8. Stay with me here for a minute. It's 2000/2001. You are a 25-year old with a decent job and no family, resulting in some disposable income. You are a diehard Redskins fan. The "Wait List" is so "long" that you will be lucky to get season tickets before you collect Social Security. Every day, you watch George Michael, one of the godfathers of Washington sports media. You read Michael Wilbon on a regular basis. It seems that there is a real groundswell both inside and outside the organization about this team and you think it is time to get in on it, so you sign up to a club seat contract (because it is the ONLY way to get a season ticket at the time). Is this anyone else's fault? Of course not. You are old enough to take responsibility for your actions...BUT, is it fair that the manner in which your opinion of this team was shaped was so cruelly devious and manipulative? Would you have listened less to George Michael's opinions about the Redskins if you knew he was on Dan Snyder's payroll? Would you have placed less importance on Wilbon's opinions if you knew he had the potential conflict of interest of covering the team and being paid by the team (as the color commentator on the Redskins Broadcast Network)? Like me, you would still love your favorite team to the grave, but would it have mattered to you that a decent amount of the "news" being put out by the D.C. media was actually created and produced by the organization? (I am not suggesting that there weren't folks who knew all of this at the time. I sure didn't, and it seems like at least some of the rest of us didn't as well.) I guess it just doesn't sit well with me that one of my heroes that was so instrumental in shaping my view of the Redskins--George Michael, may he rest in peace--threatened other D.C. journalists in a way that only he could when those journalists considered publishing what some people would call "the truth."

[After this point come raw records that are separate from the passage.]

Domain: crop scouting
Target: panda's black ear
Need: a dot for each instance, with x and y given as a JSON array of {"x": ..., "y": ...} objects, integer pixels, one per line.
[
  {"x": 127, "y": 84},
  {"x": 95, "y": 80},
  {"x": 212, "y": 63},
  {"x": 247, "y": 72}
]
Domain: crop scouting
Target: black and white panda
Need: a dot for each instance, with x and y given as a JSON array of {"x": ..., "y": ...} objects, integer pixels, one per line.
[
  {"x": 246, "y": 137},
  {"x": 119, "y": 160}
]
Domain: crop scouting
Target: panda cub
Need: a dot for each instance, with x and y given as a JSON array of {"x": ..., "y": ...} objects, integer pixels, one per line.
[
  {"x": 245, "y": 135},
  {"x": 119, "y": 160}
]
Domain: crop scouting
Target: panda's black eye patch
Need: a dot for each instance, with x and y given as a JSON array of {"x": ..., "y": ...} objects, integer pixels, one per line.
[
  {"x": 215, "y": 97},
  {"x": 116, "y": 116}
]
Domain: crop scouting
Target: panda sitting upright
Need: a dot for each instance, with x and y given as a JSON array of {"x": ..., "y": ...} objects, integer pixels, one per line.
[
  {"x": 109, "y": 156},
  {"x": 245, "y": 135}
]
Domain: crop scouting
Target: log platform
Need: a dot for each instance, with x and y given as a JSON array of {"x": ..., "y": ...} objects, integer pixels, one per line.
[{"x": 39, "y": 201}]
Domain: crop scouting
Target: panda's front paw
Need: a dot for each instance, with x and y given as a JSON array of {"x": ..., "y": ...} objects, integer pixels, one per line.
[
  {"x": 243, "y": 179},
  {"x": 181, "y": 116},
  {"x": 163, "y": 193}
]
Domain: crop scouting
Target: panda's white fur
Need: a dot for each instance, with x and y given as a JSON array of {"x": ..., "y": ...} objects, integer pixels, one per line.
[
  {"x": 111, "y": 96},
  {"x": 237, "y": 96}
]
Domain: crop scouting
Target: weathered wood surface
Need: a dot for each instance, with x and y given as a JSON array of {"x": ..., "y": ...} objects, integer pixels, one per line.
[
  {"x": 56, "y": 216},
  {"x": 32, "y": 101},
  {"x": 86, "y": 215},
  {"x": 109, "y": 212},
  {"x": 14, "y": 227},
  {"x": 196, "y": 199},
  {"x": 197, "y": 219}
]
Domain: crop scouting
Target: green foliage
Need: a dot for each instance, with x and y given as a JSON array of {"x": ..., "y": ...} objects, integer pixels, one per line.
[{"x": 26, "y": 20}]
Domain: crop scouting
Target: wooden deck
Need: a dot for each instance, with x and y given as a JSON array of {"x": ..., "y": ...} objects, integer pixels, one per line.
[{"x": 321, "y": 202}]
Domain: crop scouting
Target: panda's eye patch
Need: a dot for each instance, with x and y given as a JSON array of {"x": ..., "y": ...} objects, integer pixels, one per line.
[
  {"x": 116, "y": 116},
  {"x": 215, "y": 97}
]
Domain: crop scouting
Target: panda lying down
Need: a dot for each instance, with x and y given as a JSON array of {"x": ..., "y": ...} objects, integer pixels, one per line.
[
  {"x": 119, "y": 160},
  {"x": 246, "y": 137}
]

9. There are two sides to every story, or so they say. It seems that Dan Snyder may have succeeded in creating a world where there was only one side: his (genius!!! husbands all over the world are studying this as we speak to see if there are any real-life applications). Even so, I have no real grounds to blame him for "deceiving me," as the team was so dreadful for so long that we all kind of saw the truth on Sundays. This is not about blaming Snyder for me buying season tickets. I made that decision, and it is on me. The truth is that I live to tailgate and watch football. I got exactly what I signed up for there. It just took me almost ten years to figure out that I was a) overpaying for an experience I could get for a fraction of the cost by purchasing tickets in the parking lot; and b) failing to understand that the kind of control Dan Snyder had/has is...well...wrong.
10. What one man thinks is wrong, another man calls "innovative." It looks like team-produced "news" content is here to stay, and is present in many markets. Ultimately, nothing in this article pushes me over the edge, or makes me hate on Dan Snyder any more than any of us have for a variety of reasons over the years. At this point in time, we kind of know who we are dealing with, and we know that Dan Snyder will likely be the steward of the team for many, many years to come. As Lady Jaye once said, "Now you know, and knowing is half the battle."